Team Of Researchers Introduces Software Tools For Microstructures

There is a large team of researchers that is dedicating its energies towards development of a basic language that can support computer software tools in description of smallest scale materials. The final aim of these tools will be to design better and faster materials for regular use. These tools will be used for designing materials that will be used in a large range of structures and gadgets that stand by regular lives along with their in-depth understanding at macroscopic, electronic, and atomic scale.

All these developments are taking place in the Integrated Computational materials engineering that aims towards development of computational models. These modules are going to play a crucial role for scientists in understanding the nature of materials at various levels which will allow them to optimize and tailor microstructures with required properties for the tasks they are destined for.
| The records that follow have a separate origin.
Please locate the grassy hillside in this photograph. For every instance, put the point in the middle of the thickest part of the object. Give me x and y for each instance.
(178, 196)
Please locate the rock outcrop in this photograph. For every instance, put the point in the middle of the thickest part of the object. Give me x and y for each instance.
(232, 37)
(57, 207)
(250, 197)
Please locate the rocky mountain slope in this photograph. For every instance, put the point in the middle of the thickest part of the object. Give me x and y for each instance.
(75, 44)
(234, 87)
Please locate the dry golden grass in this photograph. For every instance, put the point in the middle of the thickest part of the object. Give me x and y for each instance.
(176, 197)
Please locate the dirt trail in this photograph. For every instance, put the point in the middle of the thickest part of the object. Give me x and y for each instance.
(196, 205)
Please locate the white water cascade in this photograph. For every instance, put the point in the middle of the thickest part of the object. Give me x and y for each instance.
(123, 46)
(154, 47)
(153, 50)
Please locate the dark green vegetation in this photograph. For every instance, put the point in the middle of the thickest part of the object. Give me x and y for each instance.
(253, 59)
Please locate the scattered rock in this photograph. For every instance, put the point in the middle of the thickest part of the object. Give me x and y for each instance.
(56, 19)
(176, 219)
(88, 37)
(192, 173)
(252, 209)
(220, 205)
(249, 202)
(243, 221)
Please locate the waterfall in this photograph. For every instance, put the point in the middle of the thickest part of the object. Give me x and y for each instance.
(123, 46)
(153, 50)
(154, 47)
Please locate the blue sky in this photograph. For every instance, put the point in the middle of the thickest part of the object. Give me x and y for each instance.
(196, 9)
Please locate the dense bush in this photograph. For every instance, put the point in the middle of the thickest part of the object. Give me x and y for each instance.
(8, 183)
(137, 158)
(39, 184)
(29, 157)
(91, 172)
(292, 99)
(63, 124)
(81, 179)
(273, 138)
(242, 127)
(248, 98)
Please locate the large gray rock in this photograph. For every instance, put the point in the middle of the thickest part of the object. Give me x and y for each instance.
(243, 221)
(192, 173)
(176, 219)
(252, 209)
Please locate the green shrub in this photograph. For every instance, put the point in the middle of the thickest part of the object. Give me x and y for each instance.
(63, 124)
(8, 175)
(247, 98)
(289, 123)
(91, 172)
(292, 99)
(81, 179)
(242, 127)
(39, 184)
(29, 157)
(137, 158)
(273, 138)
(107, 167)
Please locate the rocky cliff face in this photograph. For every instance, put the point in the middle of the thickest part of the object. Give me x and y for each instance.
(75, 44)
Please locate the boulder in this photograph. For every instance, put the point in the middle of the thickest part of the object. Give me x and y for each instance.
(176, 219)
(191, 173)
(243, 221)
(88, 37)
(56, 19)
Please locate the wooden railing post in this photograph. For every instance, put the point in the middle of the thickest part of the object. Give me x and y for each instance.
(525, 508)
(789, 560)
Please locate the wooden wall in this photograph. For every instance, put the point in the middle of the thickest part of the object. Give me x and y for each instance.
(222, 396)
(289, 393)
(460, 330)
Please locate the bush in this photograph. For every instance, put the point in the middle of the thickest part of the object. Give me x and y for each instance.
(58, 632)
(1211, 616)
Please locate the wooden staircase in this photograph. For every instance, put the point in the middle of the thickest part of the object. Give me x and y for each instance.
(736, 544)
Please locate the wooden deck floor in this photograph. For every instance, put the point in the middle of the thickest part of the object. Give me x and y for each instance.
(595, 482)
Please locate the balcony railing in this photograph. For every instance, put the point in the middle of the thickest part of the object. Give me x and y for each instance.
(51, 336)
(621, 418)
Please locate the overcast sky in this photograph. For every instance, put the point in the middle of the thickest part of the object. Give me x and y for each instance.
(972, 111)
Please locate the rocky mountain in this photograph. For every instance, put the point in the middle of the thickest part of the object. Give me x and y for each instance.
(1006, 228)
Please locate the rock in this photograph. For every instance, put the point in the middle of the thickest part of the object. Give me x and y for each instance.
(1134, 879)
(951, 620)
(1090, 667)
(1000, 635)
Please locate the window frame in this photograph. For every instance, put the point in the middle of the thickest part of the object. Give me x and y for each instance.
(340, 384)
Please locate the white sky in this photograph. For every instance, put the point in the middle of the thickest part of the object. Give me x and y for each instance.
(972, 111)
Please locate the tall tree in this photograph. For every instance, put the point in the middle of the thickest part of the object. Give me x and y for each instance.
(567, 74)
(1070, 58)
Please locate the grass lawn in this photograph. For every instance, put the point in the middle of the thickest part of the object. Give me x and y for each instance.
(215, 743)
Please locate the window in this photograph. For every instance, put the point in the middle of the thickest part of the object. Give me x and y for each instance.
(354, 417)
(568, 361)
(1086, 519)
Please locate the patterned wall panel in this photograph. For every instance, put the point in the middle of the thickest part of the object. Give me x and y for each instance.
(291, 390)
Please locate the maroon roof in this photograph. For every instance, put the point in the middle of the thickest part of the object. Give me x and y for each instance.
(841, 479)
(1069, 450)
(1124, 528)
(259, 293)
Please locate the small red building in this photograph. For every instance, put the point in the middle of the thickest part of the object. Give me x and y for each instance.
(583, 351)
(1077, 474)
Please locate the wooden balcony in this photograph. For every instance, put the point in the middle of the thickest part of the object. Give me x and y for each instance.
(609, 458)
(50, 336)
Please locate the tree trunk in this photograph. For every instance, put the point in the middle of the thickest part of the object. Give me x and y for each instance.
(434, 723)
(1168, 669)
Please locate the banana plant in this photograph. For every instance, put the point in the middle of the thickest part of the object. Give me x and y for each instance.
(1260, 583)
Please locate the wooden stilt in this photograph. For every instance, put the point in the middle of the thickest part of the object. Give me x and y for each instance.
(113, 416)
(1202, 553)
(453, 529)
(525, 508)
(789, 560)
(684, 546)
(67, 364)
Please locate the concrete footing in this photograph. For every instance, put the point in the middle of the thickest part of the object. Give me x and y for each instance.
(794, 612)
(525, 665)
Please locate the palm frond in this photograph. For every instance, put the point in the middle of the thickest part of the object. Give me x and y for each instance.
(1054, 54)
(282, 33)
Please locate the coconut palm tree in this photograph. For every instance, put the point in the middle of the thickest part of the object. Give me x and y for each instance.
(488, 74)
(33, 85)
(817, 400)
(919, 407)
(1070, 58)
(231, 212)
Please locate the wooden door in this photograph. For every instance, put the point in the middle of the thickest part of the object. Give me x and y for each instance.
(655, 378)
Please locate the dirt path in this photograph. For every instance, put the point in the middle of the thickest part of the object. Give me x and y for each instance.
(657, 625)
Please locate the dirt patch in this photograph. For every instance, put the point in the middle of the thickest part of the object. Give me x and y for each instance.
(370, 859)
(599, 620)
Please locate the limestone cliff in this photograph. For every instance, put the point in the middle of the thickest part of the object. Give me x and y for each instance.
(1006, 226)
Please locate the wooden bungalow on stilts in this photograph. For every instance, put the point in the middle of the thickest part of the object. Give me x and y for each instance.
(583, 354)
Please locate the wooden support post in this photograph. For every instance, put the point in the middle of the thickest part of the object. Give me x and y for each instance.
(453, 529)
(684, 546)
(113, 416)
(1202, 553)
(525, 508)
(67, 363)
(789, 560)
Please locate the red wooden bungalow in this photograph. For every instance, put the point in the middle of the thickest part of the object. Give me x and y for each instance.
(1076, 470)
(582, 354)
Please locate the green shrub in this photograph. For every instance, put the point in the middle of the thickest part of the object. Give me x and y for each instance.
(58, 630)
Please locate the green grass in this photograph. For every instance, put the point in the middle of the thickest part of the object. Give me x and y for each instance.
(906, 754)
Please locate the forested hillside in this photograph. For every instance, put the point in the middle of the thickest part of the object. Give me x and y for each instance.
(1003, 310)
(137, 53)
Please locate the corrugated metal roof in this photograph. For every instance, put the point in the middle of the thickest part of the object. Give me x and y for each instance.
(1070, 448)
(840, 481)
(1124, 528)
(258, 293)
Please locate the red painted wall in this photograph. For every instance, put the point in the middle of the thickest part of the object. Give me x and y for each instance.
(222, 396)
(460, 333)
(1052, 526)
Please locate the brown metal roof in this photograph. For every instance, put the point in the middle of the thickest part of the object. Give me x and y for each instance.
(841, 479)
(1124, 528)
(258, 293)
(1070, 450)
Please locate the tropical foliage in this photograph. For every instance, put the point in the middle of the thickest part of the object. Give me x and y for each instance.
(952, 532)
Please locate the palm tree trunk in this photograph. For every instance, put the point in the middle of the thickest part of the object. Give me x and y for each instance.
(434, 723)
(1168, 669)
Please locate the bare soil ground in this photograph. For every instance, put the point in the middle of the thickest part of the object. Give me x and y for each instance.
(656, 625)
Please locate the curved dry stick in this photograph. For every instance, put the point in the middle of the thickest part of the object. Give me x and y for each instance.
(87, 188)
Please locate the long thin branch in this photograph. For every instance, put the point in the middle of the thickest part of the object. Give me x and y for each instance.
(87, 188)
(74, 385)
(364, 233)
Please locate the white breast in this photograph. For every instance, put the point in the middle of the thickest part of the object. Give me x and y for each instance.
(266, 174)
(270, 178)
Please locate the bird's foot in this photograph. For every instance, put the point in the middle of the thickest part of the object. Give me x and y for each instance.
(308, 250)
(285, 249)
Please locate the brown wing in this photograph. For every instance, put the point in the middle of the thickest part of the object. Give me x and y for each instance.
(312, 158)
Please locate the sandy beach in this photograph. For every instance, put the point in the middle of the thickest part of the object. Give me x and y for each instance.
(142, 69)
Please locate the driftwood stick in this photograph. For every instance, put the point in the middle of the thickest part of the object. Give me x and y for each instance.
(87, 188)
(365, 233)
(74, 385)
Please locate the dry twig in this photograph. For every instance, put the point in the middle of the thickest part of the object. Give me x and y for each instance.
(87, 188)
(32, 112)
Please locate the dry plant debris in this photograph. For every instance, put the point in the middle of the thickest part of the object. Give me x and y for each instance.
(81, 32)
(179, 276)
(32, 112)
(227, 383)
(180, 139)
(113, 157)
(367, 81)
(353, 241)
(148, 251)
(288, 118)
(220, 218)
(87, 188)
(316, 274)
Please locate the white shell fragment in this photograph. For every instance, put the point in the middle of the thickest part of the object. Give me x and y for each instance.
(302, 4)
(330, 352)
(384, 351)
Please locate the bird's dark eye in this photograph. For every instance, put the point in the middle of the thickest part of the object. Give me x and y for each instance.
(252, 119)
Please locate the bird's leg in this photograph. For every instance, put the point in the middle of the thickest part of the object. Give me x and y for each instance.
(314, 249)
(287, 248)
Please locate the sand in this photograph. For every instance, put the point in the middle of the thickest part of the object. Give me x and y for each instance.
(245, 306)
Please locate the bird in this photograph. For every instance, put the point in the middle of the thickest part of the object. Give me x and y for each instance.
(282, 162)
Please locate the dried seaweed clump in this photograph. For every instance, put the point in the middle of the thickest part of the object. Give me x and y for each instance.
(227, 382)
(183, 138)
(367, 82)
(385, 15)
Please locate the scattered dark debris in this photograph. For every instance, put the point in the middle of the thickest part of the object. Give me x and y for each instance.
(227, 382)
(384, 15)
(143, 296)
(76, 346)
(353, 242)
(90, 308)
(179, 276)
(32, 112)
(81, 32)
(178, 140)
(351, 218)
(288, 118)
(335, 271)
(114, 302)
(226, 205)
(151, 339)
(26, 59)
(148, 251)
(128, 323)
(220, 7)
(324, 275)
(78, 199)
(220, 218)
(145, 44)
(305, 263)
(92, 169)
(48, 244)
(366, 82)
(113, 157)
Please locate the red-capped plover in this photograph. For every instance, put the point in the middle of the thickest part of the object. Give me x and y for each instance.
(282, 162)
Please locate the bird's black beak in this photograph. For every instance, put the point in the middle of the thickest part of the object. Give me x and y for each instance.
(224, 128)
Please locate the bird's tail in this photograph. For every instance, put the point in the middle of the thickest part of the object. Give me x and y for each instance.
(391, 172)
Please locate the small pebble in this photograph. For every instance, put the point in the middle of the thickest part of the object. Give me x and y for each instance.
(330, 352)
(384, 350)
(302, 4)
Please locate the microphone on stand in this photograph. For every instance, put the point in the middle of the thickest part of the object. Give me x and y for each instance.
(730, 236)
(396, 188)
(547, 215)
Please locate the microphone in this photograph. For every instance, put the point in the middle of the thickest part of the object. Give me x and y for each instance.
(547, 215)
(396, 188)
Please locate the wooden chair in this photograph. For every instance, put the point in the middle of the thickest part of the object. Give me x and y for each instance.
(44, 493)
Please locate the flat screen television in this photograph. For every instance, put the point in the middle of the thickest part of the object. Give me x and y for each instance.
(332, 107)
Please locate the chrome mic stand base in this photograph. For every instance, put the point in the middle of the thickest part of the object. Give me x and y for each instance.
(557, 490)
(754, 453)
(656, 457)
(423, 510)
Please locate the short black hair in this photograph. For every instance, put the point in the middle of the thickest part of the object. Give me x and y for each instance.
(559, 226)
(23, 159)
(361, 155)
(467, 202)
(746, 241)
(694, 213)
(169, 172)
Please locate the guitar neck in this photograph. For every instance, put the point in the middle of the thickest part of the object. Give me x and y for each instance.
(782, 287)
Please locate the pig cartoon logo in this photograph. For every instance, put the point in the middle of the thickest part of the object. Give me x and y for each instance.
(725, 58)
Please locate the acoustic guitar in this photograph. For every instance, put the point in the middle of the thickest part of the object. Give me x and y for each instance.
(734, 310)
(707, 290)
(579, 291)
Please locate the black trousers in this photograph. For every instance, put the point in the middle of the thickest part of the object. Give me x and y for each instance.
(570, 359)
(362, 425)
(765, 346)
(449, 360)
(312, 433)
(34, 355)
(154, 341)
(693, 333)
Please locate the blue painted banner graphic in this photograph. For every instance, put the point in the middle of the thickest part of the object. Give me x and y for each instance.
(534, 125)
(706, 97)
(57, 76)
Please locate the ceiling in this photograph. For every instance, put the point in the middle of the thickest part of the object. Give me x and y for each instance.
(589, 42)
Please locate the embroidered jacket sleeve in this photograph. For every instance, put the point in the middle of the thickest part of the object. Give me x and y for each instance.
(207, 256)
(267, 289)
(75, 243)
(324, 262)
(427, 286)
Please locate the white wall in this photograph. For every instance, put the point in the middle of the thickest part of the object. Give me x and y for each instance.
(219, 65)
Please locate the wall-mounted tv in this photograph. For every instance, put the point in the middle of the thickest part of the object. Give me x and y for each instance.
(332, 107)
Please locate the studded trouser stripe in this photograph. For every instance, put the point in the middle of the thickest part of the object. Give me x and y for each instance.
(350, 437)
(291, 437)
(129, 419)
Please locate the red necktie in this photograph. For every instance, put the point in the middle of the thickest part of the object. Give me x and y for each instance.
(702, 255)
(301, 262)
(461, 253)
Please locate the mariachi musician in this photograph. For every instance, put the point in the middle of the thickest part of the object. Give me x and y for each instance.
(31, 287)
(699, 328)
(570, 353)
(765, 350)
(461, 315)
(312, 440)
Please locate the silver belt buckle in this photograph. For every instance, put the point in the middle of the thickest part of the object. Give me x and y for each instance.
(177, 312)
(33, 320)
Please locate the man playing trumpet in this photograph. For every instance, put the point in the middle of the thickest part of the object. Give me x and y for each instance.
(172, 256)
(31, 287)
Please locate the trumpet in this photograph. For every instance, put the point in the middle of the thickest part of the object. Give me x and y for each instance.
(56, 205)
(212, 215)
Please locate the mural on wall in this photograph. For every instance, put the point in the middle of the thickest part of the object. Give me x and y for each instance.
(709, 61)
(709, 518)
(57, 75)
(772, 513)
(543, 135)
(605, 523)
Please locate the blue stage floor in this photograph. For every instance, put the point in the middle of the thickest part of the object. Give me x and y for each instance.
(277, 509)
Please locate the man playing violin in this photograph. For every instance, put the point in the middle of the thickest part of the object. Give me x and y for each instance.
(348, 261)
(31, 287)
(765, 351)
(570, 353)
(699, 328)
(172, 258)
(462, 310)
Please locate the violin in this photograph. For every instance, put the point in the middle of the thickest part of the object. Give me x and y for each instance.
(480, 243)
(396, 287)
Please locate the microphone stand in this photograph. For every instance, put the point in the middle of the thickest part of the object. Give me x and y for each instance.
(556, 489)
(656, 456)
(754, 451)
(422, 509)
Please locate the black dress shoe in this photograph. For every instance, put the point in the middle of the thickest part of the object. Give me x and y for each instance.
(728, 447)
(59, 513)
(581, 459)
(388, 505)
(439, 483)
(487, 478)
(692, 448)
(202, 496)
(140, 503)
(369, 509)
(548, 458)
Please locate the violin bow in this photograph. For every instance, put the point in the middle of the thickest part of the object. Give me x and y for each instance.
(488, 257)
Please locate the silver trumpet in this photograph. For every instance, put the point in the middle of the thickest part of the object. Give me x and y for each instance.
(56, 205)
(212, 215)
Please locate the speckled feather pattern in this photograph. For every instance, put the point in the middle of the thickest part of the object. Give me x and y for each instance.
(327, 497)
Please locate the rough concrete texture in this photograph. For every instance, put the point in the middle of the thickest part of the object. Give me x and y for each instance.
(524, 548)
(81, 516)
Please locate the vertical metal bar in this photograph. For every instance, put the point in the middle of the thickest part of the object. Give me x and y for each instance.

If you look at the science and engineering world closely, there is a large range of tools that is already available for users. But these vary from each other in terms of languages. These complicate the exchange of data difficult for scientists.

A research team at Access from Technical University of Aachen, Germany has been successful in development of a “common language” that can be used for simulation as well as modelling of tools that are used in study of materials microstructures. As per Georg Schmitz, the senior scientist at Access, “Such a common language will allow for a seamless communication between different commercial and/or academic tools. Such communication is necessary, as most of the current problems can’t be solved by a single tool alone, but need the interactions of different tools that also need to interact with experimental data.”

Materials undergo changes at a microstructural level as they get processed and materials get operated. Their specific description should be able to cover different changes that take place in materials over a period of time. Schmitz further explains, “ Similar to the jpeg (joint photographers expert group) format [for exchanging digital pictures], the group looked for a data scheme allowing the future exchange of complex simulation data as easily as digital pictures are exchanged nowadays. This provides a flavour of what can become possible in the area of materials science and engineering: faster developments of new processes and new materials, of processes and materials having a smaller ecological footprint, and of new materials with new functionalities for new or better products.”